Messenger called again instead of coming over.

“You might as well have all the facts,” he said.

“Yes?” George Mills said.

“Grant’s dead.”



“Mr. Glazer?” Mills said.

“Who’s this?”

“George Mills,” George Mills said.

“What is it?”

“I’ve been thinking about what you said.”

“Yes?”

“It’s my back, sir. I’m afraid what might happen to it this winter.”

“Yes?”

“If that job in buildings and grounds is still open, I wouldn’t be out in the weather.”

“I’m not sure it’s available,” Sam Glazer said.

“That’s too bad,” Mills said. “Oh, Mr. Glazer?”

“What?”

“That senior partner called. After I spoke to you last? But I’m doing just what you said.”

“Oh?”

“Yes sir.”

“Good.”

“I’m keeping an open mind.”

“Look,” Sam Glazer said, “I want to be frank.”

“Sure,” George Mills said, “me too. Absolutely.”

“I’d be looking around for something else if I were you.”
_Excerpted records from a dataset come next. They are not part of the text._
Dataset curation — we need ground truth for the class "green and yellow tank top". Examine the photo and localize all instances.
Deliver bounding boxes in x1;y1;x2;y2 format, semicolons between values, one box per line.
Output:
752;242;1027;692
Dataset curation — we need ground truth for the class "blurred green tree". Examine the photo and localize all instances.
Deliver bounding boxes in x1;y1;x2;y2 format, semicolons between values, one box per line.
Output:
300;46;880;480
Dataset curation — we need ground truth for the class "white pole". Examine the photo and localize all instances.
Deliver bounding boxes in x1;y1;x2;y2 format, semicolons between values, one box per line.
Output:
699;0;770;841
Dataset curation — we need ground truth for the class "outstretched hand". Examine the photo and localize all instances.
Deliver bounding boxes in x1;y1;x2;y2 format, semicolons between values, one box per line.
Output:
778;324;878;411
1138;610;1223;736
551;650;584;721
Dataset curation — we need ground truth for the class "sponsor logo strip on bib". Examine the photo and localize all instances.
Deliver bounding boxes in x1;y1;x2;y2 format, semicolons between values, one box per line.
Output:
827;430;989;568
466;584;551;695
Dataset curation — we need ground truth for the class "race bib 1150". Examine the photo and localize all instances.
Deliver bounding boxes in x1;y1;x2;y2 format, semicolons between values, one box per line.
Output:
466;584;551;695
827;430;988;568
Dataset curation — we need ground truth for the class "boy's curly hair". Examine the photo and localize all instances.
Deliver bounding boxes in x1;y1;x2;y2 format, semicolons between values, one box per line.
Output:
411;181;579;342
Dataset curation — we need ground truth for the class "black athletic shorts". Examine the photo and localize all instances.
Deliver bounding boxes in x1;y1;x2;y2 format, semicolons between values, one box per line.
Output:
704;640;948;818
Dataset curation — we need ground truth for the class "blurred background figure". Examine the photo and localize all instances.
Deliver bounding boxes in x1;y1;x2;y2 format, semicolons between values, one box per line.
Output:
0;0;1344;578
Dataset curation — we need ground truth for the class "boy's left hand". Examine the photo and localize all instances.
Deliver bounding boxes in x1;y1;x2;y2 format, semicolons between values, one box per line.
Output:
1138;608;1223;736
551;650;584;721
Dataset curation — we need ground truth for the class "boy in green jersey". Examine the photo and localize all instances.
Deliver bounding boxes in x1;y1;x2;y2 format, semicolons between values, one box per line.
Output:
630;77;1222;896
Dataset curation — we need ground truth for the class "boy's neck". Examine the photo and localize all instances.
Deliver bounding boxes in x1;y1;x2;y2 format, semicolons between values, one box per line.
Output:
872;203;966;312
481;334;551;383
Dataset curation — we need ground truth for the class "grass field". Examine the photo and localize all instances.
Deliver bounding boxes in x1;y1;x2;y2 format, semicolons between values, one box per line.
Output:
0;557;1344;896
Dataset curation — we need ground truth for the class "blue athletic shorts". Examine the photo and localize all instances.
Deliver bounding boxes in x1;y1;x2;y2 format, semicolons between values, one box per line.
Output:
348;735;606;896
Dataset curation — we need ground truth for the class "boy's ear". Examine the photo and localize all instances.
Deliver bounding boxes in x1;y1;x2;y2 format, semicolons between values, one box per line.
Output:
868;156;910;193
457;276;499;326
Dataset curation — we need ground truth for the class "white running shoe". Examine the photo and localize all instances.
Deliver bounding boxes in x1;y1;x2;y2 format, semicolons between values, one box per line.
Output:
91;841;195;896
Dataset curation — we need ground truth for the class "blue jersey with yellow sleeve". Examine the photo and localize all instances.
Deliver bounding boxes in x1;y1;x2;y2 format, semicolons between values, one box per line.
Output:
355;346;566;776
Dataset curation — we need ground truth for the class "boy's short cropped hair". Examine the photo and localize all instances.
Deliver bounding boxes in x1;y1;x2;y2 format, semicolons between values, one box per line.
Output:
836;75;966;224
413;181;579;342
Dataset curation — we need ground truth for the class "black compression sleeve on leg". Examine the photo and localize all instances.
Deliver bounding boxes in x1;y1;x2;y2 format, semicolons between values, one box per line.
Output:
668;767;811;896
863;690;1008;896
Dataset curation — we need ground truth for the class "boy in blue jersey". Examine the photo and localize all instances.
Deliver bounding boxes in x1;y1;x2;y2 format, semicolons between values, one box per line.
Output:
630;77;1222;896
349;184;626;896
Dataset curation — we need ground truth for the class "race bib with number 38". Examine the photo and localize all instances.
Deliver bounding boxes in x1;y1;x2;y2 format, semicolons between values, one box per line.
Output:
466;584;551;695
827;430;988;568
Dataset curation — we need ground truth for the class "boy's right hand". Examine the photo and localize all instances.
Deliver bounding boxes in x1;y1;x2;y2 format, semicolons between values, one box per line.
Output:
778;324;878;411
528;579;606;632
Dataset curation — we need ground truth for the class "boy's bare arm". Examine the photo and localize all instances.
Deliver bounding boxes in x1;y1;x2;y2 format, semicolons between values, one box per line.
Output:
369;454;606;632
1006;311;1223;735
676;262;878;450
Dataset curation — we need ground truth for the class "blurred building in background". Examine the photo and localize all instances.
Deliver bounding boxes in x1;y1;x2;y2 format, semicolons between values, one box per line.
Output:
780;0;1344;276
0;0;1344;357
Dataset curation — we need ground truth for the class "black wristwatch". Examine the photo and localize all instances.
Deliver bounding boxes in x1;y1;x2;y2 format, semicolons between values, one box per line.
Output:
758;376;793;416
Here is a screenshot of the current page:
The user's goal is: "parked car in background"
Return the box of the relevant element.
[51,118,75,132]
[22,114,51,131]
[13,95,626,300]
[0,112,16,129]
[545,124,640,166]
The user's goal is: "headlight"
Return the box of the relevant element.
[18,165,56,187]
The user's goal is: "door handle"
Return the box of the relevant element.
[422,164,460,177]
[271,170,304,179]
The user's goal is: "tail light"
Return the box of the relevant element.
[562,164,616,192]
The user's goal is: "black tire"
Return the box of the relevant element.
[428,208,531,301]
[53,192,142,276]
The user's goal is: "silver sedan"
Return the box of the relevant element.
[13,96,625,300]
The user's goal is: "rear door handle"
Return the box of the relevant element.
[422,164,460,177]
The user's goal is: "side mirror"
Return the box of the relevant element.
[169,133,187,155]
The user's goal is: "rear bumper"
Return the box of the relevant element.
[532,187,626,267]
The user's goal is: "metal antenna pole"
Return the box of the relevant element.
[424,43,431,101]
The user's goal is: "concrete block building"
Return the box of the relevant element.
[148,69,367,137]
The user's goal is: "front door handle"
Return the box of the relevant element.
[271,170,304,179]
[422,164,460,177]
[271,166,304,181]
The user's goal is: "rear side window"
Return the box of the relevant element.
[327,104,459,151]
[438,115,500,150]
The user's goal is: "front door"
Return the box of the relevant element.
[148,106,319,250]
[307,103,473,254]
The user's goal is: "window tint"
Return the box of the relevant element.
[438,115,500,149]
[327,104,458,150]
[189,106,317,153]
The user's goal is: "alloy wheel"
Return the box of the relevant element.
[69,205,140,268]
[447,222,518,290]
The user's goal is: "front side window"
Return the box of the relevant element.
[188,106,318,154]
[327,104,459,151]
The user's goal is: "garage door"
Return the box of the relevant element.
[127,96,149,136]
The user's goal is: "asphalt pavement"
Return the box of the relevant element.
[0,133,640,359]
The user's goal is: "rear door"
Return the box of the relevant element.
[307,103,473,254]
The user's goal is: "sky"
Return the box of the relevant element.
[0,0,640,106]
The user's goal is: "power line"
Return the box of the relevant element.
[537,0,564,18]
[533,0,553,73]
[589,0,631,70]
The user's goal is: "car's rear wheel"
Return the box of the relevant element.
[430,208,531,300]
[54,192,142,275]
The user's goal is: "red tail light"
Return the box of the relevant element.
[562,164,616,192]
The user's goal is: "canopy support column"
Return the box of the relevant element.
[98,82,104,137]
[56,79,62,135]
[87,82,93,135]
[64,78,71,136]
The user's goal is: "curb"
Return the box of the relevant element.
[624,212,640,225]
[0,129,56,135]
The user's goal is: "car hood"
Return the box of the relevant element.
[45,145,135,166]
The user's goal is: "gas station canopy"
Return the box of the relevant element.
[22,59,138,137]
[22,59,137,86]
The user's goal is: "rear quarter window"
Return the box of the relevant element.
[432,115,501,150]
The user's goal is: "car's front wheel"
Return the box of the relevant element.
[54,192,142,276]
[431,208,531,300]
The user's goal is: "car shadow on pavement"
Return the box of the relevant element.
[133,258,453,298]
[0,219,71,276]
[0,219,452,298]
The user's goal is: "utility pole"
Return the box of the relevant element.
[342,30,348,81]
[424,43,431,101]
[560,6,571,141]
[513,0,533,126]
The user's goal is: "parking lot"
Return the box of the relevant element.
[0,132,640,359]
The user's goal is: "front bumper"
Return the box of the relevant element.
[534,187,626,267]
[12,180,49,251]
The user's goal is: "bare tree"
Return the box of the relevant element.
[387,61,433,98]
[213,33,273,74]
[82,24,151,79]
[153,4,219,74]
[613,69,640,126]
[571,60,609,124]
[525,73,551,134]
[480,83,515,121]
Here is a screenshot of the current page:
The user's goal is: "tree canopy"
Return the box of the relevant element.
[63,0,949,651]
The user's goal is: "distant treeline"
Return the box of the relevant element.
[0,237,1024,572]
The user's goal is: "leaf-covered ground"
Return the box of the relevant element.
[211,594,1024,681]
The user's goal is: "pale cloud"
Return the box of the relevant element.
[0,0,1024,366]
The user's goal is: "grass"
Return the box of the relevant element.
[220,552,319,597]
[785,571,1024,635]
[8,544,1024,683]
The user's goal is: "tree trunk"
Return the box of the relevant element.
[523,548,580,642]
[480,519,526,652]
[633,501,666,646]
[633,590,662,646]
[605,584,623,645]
“I’m hanging in there,” Mills said, hoarsely rushing the message into the mouthpiece. But at the other end the line had already gone dead.



He decided he would go in person. He wore his suit, the one he had worn to the funeral. He was going to take a hat he could hold in his hands but decided that would be too much. A receptionist passed his name in and in five minutes a young man Mills had never seen came out to greet him. The young man walked briskly over to where George was seated on the edge of a deep leather couch and stuck out his hand. Mills started to rise, but by pushing his handshake at him the young man managed to keep George off balance and shoved him further back into the couch.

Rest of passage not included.